No fim da tarde da quarta-feira 8, na enésima entrevista ao porta-voz José Luiz Datena, Bolsonaro ameaçou decretar a reabertura do comércio em todo o País e sugeriu às famílias que cuidassem de seus idosos e dependessem menos do poder público.

O despacho do ministro Moraes reforça a esterilização do poder de fato de Bolsonaro. Judicialmente impedido e politicamente castrado, neste caso por ação direta da ala militar, o ex-capitão anda mais decorativo do que o vice-presidente Michel Temer antes do impeachment de Dilma Rousseff. Bamboleia por Brasília como um zumbi.

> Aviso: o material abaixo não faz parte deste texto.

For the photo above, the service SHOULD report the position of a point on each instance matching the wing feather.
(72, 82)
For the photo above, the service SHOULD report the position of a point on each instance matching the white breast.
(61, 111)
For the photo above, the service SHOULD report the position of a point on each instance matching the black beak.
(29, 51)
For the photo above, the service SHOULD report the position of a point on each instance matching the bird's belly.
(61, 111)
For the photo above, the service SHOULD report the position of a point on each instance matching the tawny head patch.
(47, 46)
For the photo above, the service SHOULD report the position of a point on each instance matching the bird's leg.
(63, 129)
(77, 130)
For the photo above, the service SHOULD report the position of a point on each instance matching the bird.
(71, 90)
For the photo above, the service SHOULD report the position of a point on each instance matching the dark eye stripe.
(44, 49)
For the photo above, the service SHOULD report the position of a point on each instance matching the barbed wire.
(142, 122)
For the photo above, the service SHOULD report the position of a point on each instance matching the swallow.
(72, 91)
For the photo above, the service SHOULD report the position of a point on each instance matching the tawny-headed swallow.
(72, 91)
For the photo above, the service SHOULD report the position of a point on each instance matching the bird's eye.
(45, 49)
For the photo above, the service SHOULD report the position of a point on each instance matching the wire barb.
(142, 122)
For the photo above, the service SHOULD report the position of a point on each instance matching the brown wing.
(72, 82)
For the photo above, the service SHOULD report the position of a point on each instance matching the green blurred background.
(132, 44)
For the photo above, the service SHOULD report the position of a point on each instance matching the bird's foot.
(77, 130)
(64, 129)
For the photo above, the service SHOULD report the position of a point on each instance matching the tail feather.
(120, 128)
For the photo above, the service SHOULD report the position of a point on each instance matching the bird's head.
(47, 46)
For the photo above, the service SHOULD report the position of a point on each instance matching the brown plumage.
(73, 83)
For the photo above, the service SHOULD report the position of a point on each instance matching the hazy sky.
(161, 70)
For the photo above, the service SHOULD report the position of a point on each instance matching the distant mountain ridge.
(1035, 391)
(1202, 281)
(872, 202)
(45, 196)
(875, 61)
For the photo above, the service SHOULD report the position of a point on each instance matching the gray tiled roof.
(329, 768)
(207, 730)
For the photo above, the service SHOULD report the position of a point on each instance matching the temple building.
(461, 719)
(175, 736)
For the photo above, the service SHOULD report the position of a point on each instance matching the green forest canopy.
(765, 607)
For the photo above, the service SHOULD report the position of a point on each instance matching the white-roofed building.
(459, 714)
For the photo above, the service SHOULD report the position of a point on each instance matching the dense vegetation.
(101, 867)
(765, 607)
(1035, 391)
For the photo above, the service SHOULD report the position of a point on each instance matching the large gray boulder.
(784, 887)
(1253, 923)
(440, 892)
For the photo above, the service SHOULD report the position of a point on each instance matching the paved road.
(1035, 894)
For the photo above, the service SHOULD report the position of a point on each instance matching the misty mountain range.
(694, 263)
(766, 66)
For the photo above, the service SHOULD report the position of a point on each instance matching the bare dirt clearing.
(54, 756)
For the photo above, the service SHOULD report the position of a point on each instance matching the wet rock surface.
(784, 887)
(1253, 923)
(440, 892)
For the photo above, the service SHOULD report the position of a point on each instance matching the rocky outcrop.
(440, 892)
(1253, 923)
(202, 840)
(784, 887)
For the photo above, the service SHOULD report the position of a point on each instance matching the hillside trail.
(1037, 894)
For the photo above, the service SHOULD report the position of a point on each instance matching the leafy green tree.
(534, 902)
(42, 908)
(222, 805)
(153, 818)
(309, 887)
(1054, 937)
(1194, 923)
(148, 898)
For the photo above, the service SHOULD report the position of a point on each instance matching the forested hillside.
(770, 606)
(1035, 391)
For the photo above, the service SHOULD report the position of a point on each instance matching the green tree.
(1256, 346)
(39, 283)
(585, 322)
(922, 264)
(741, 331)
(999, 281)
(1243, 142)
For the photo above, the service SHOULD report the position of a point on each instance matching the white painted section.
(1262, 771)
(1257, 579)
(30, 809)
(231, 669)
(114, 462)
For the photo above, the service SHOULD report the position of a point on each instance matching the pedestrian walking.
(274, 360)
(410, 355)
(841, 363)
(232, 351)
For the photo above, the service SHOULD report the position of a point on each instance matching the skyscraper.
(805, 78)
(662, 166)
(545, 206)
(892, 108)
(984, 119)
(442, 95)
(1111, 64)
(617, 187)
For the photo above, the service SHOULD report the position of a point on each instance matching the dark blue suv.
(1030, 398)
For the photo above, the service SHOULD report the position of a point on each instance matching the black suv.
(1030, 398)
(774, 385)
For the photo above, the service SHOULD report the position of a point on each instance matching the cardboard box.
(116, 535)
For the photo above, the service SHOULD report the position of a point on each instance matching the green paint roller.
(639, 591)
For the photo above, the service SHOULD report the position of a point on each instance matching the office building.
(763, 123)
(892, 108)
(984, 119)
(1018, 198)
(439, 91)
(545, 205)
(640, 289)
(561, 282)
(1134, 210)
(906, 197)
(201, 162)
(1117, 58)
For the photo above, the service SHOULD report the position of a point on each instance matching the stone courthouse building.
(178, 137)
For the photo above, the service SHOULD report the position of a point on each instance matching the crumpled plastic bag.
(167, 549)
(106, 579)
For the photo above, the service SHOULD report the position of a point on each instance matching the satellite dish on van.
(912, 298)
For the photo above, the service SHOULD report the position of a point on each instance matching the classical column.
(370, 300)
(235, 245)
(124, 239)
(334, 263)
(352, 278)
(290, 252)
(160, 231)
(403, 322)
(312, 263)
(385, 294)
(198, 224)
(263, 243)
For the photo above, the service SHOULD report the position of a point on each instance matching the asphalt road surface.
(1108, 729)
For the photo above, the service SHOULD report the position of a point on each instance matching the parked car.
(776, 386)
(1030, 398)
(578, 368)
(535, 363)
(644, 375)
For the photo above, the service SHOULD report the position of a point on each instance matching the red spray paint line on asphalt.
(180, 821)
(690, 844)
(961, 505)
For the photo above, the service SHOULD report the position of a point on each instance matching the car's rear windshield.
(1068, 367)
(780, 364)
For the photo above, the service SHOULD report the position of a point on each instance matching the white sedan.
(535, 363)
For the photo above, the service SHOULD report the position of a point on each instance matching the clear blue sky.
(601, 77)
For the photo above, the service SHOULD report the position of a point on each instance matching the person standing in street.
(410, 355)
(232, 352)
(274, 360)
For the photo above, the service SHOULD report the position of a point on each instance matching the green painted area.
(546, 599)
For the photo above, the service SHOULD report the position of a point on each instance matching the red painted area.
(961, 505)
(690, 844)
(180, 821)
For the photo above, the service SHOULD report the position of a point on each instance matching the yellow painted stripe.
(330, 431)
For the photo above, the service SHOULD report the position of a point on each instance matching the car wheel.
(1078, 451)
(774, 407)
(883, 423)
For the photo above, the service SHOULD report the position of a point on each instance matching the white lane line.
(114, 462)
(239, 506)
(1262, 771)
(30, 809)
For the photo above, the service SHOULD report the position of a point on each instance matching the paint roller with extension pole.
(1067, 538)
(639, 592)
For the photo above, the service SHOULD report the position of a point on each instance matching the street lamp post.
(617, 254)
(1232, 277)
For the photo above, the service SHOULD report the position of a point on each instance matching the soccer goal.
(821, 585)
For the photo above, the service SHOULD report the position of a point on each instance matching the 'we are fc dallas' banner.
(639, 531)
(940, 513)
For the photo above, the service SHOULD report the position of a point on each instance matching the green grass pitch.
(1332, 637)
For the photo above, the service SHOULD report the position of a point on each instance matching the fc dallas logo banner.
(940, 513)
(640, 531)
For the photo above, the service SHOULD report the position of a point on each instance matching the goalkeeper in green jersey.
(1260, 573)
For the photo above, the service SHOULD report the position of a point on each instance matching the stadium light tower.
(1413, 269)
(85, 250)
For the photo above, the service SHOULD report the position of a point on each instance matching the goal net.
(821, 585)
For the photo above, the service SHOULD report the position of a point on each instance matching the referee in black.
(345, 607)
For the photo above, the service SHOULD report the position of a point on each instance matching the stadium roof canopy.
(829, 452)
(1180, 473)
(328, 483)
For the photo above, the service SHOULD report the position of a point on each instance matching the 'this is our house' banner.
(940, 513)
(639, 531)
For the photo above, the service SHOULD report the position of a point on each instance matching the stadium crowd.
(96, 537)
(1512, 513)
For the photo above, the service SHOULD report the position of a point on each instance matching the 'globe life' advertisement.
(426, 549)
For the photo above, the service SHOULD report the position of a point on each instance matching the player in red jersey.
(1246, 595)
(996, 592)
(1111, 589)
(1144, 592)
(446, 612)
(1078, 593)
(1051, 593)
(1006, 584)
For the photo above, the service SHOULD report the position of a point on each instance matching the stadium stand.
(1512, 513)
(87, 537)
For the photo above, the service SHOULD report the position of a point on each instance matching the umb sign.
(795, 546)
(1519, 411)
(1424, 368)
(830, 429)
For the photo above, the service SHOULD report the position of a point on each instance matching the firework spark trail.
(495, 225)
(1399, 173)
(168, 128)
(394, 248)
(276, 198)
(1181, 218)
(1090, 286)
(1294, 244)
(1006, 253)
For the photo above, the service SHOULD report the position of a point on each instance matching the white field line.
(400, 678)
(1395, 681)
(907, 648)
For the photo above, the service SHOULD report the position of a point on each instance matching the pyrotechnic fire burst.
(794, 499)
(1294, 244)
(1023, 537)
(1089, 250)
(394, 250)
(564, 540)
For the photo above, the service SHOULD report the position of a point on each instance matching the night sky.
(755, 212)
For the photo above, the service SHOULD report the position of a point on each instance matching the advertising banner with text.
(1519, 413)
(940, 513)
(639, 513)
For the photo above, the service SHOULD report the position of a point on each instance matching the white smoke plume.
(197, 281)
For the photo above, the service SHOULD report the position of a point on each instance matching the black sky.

Até no meio do rebanho de seguidores confinado no cercadinho na porta do Palácio do Alvorada há quem o contrarie. Está difícil a jornada do “mito”.

A frustração da rainha da Inglaterra, perdão, do presidente provoca duas reações. Uma, patética: a necessidade de reafirmar constantemente quem manda, quem é o técnico. Mas como observou Tywin Lannister na série “Games of Thrones”, frase que por motivos óbvios viralizou nas redes sociais brasileiras nos últimos dias, “qualquer homem que precisa dizer ‘eu sou o rei’ não é um rei de verdade”.

A outra reação, mais perigosa para a saúde dos brasileiros, é a aposta na desinformação e na sabotagem. Bolsonaro insiste no lobby para o uso descontrolado da cloroquina, sem que existam testes suficientes a respeito de sua efetividade no tratamento da covid-19 e de seus efeitos colaterais.

No pronunciamento em cadeia nacional, ele outra vez destoou do ministro da Saúde, Luiz Henrique Mandetta, que recomenda cautela na adoção do medicamento. Além do papel de garoto-propaganda (é o que resta?), ele continua a incitar os brasileiros a descumprirem as normas de isolamento social e saírem às ruas.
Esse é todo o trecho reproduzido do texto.